A Medical Device Daily

President Bush’s FY09 budget request, recently released, eliminates all funding for a children’s hospitals program that trains 4,700 pediatricians and pediatric sub-specialists each year at 60 independent children’s teaching hospitals. Congress has made the Children’s Hospitals Graduate Medical Education (CHGME) program a priority since its inception eight years ago, and it reauthorized the program at $330 million annually in 2006 and appropriated $301 million last year.

Noting that the request to eliminate CHGME funding comes on the heels of the president’s veto of the State Children’s Health Insurance Program,” Lawrence McAndrews, president/CEO of the National Association of Children’s Hospitals (NACH; Alexandria, Virginia), said, “I don’t think the president could be any clearer about his intentions towards children’s healthcare. ‘Wrong’ doesn’t begin to describe his actions.”

Edwin Zechman, CEO of Children’s National Medical Center (Washington) and chairman of the NACH board, said, “Children’s National Medical Center ... is a children’s teaching hospital that has used CHGME funding to place residents in community-based health programs that children from all over this region desperately need. In addition, there are shortages in a handful of pediatric sub-specialties that a cut to CHGME would only worsen.”

The nation’s 60 children’s teaching hospitals train 35% of all pediatricians and half of all pediatric specialists.

CHGME follows the standards of Medicare GME support in order to enable children’s hospitals to receive the same level of federal GME support that adult teaching hospitals receive through Medicare.

“Working with The American Academy of Pediatrics and the Association of Medical School Pediatric Department Chairs, we’re eager to rally our children’s hospital supporters in Congress to fully fund CHGME in FY2009,” said McAndrews.
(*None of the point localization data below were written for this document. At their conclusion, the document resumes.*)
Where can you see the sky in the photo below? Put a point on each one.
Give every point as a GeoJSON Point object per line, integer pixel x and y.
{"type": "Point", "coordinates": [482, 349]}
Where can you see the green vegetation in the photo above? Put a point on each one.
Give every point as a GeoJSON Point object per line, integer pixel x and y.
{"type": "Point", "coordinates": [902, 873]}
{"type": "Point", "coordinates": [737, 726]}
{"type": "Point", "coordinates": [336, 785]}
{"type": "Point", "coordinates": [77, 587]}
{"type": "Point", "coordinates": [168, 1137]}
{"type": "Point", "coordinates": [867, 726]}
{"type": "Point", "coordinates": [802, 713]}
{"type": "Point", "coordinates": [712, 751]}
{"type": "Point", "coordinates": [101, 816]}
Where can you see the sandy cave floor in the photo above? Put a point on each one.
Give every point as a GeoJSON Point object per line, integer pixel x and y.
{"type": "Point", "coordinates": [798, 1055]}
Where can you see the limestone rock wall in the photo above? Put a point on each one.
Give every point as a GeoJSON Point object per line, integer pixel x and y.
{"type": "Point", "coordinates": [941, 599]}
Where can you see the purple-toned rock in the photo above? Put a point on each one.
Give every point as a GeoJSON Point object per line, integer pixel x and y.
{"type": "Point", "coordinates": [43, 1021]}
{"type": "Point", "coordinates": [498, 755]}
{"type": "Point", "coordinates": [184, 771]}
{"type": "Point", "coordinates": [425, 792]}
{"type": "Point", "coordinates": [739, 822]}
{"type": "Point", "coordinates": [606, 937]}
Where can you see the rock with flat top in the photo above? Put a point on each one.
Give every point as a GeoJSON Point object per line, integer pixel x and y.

Congress “can set a course to provide all children with appropriate and timely pediatric care that meets their needs.”

NACH is the public policy affiliate of the National Association of Children’s Hospitals and Related Institutions (Alexandria, Virginia).

ED wait times increasing

Waits for emergency treatment are getting longer each year, according to a study just published online by the Journal Health Affairs. The study analyzed the time between a patient’s arrival in the emergency department (ED) and when they were first seen by a doctor and found that the increasing delays affected those with and without health insurance, and all racial and ethnic groups.

Severely ill patients suffered the largest increases in ED waits. Between 1997 and 2004, average waits increased 36% for all patients (from 22 minutes to 30 minutes). However for those, whom a triage nurse classified as needing immediate attention, waits increased by 40% (from 10 to 14 minutes). Waits increased the most for emergency patients suffering heart attacks, who waited only 8 minutes in 1997, but 20 minutes in 2004.
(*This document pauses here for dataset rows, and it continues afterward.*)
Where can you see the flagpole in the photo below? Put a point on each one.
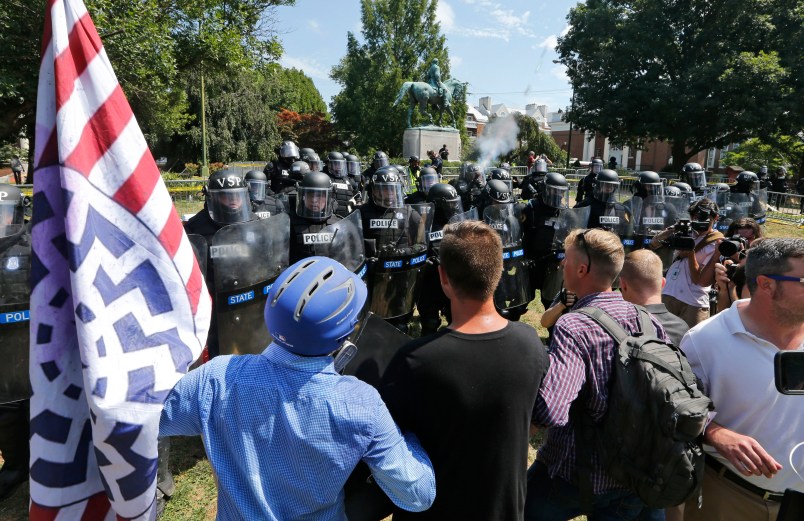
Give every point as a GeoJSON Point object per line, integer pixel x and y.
{"type": "Point", "coordinates": [204, 163]}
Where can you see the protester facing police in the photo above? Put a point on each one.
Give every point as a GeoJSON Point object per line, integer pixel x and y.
{"type": "Point", "coordinates": [586, 185]}
{"type": "Point", "coordinates": [15, 270]}
{"type": "Point", "coordinates": [312, 425]}
{"type": "Point", "coordinates": [690, 276]}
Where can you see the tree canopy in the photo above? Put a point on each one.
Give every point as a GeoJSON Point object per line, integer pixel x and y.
{"type": "Point", "coordinates": [399, 40]}
{"type": "Point", "coordinates": [700, 74]}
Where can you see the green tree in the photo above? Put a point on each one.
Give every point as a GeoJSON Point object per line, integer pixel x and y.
{"type": "Point", "coordinates": [295, 91]}
{"type": "Point", "coordinates": [400, 39]}
{"type": "Point", "coordinates": [698, 73]}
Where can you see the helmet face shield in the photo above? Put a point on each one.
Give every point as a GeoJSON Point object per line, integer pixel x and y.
{"type": "Point", "coordinates": [337, 167]}
{"type": "Point", "coordinates": [314, 202]}
{"type": "Point", "coordinates": [606, 191]}
{"type": "Point", "coordinates": [556, 196]}
{"type": "Point", "coordinates": [387, 195]}
{"type": "Point", "coordinates": [427, 181]}
{"type": "Point", "coordinates": [256, 189]}
{"type": "Point", "coordinates": [229, 206]}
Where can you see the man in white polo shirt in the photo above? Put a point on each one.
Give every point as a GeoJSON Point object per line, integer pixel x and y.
{"type": "Point", "coordinates": [754, 430]}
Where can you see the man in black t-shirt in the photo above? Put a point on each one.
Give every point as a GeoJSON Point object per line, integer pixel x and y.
{"type": "Point", "coordinates": [471, 387]}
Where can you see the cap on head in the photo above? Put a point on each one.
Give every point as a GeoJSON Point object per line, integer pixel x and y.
{"type": "Point", "coordinates": [313, 306]}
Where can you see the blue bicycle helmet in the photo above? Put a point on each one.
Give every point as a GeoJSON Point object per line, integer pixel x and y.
{"type": "Point", "coordinates": [314, 306]}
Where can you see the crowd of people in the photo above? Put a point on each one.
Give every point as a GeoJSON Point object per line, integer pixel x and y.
{"type": "Point", "coordinates": [444, 429]}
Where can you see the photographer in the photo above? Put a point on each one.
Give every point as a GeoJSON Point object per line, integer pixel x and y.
{"type": "Point", "coordinates": [692, 272]}
{"type": "Point", "coordinates": [729, 272]}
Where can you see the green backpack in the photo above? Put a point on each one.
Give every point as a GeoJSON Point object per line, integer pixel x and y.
{"type": "Point", "coordinates": [650, 437]}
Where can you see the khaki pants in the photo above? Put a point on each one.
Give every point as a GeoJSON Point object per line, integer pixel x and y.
{"type": "Point", "coordinates": [724, 500]}
{"type": "Point", "coordinates": [690, 314]}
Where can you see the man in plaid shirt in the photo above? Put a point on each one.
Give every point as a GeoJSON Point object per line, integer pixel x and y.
{"type": "Point", "coordinates": [581, 364]}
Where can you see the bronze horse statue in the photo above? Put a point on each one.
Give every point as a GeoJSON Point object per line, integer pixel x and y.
{"type": "Point", "coordinates": [423, 94]}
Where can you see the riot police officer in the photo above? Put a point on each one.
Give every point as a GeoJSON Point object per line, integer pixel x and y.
{"type": "Point", "coordinates": [586, 185]}
{"type": "Point", "coordinates": [540, 224]}
{"type": "Point", "coordinates": [278, 171]}
{"type": "Point", "coordinates": [469, 184]}
{"type": "Point", "coordinates": [695, 176]}
{"type": "Point", "coordinates": [530, 184]}
{"type": "Point", "coordinates": [427, 179]}
{"type": "Point", "coordinates": [263, 204]}
{"type": "Point", "coordinates": [15, 269]}
{"type": "Point", "coordinates": [432, 302]}
{"type": "Point", "coordinates": [312, 212]}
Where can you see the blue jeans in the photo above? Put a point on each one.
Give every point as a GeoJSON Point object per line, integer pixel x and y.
{"type": "Point", "coordinates": [555, 499]}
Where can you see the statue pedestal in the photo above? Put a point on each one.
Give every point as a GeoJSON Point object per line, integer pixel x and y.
{"type": "Point", "coordinates": [417, 141]}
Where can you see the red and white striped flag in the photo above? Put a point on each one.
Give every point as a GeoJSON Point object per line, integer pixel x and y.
{"type": "Point", "coordinates": [119, 309]}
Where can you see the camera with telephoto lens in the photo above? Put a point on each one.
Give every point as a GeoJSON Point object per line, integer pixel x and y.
{"type": "Point", "coordinates": [733, 245]}
{"type": "Point", "coordinates": [682, 236]}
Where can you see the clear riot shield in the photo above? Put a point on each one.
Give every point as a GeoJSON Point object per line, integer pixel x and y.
{"type": "Point", "coordinates": [567, 220]}
{"type": "Point", "coordinates": [200, 249]}
{"type": "Point", "coordinates": [401, 255]}
{"type": "Point", "coordinates": [15, 298]}
{"type": "Point", "coordinates": [246, 258]}
{"type": "Point", "coordinates": [514, 287]}
{"type": "Point", "coordinates": [342, 241]}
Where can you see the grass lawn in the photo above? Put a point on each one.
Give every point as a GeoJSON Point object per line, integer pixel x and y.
{"type": "Point", "coordinates": [196, 495]}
A quarter of heart attack victims in 2004 waited 50 minutes or more before seeing a doctor.

The research, carried out at the Cambridge Health Alliance (Cambridge Massachusetts)/Harvard Medical School (Boston) is the first detailed analysis of national trends in ED waits. Using data from the National Center for Health Statistics, the authors analyzed over ninety thousand ED visits nationwide between 1997 and 2004.

While all demographic groups experienced lengthening ED waits, waits were slightly longer for blacks (13.0% longer than non-Hispanic whites) and Hispanics (14.5% longer). Women also had longer waits (5.6% longer than men), while rural hospitals’ patients had the shortest waits.

The number of ED visits increased from 93.3 million in 1997 to 110.2 million in 2004. Meanwhile, the American Hospital Association (Chicago) reports that the number of hospitals operating 24-hour EDs decreased by 12% between 1994 and 2004. ED crowding in the remaining EDs causes one ambulance to be diverted away from a U.S. ED every minute according to the National Center for Health Statistics (Chicago).

Andrew Wilper, MD lead author of the study said EDs close “because, in our current payment system, emergency patients are money-losers for hospitals. Planned admissions of elective patients who need procedures are usually more lucrative for two reasons. First, elective patients can be scheduled more conveniently and efficiently, and second, they can be pre-screened for health insurance. Our study suggests that these perverse incentives are causing dangerous delays in potentially life-saving emergency care, even for those with insurance.”

Robert Lowe, MD, associate professor of emergency medicine at Oregon Health and Science University (Portland) said the study, “shows how ED overcrowding affects all of us. If a loved one has a heart attack, it doesn’t matter whether he is well insured. He still has a 1-in-4 chance of waiting over 50 minutes, because of ED overcrowding, and this wait will only increase.”

Steffie Woolhandler, MD, associate professor of medicine at Harvard, a study co-author, said, “Some policy makers, including President Bush, claim that everyone in America has access to healthcare through the ED. Our findings counter this notion. We have insurance company CEOs making tens of millions of dollars per year, 47 million uninsured Americans and worsening access to emergency care for everyone. Something is wrong here.”